The Waldorf-Astoria Hotel filed a motion in New York State Supreme Court yesterday for dismissal of a suit by a representative of Palestine Arab refugees who claimed that he had been unable to recover $69, 000 of $70, 000 he left in a safe in the hotel five years ago.
According to the legal papers, a man identified as Twafig Said Touquan, purportedly representative of a “Palestine-Jordanian refugee organization, ” checked in at the hotel on Christmas Eve, 1960 and deposited the $70, 000 in the hotel safe deposit box. In accordance with hotel procedures, he was given one key to the boc and the hotel retained another. Both keys are needed to open such boxes.
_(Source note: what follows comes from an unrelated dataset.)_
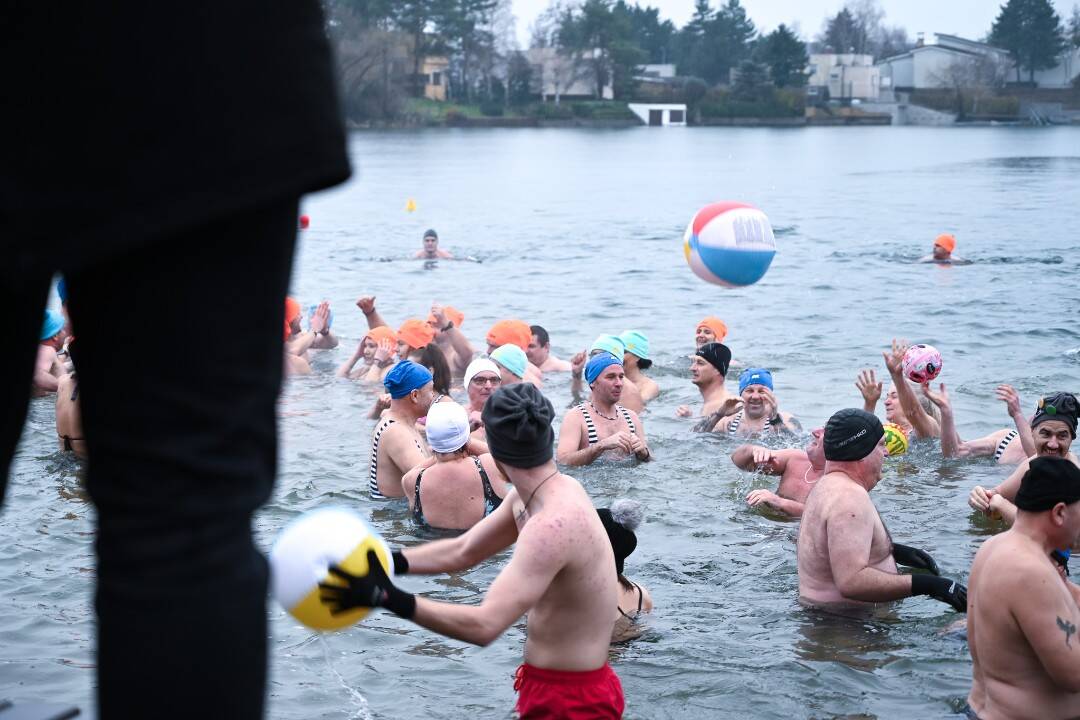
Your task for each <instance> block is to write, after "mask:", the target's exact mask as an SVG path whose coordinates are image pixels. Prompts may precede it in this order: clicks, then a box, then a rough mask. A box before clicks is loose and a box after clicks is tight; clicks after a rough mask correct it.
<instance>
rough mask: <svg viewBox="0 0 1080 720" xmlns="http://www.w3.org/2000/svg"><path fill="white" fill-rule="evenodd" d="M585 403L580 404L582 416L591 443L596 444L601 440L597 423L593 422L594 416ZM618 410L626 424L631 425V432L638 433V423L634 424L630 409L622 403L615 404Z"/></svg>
mask: <svg viewBox="0 0 1080 720" xmlns="http://www.w3.org/2000/svg"><path fill="white" fill-rule="evenodd" d="M585 405H586V404H585V403H582V404H581V405H579V406H578V409H579V410H581V416H582V417H583V418H584V419H585V434H586V435H588V436H589V444H590V445H596V444H597V443H599V441H600V437H599V435H598V434H597V433H596V423H594V422H593V416H591V415H589V410H586V409H585ZM615 409H616V411H618V413H619V415H621V416H622V419H623V420H625V421H626V426H627V427H630V432H632V433H634V434H635V435H637V425H635V424H634V420H633V419H632V418H631V417H630V410H627V409H626V408H624V407H623V406H621V405H616V406H615Z"/></svg>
In the first week in January, according to the suit by Touquan, he withdrew $1, 000. On January 18, he claimed, he sought to withdraw the balance and was told by the hotel that someone else had opened the box and taken the $69, 000. Hotel officials said that the hotel assumed that if another individual had a key, it was assumed he had been given it properly by the original recipient. Touquan filed his summons and complaint for recovery of the $69, 000 in January 1961. According to the hotel, he has taken no action since.
A hotel spokesman said today that the statute of limitations for such suits had expired in the Touquan case and the hotel wanted the case removed from the legal books. John Morris, attorney for the hotel, filed the motion to dismiss the suit. His motion was set for a hearing on July 26.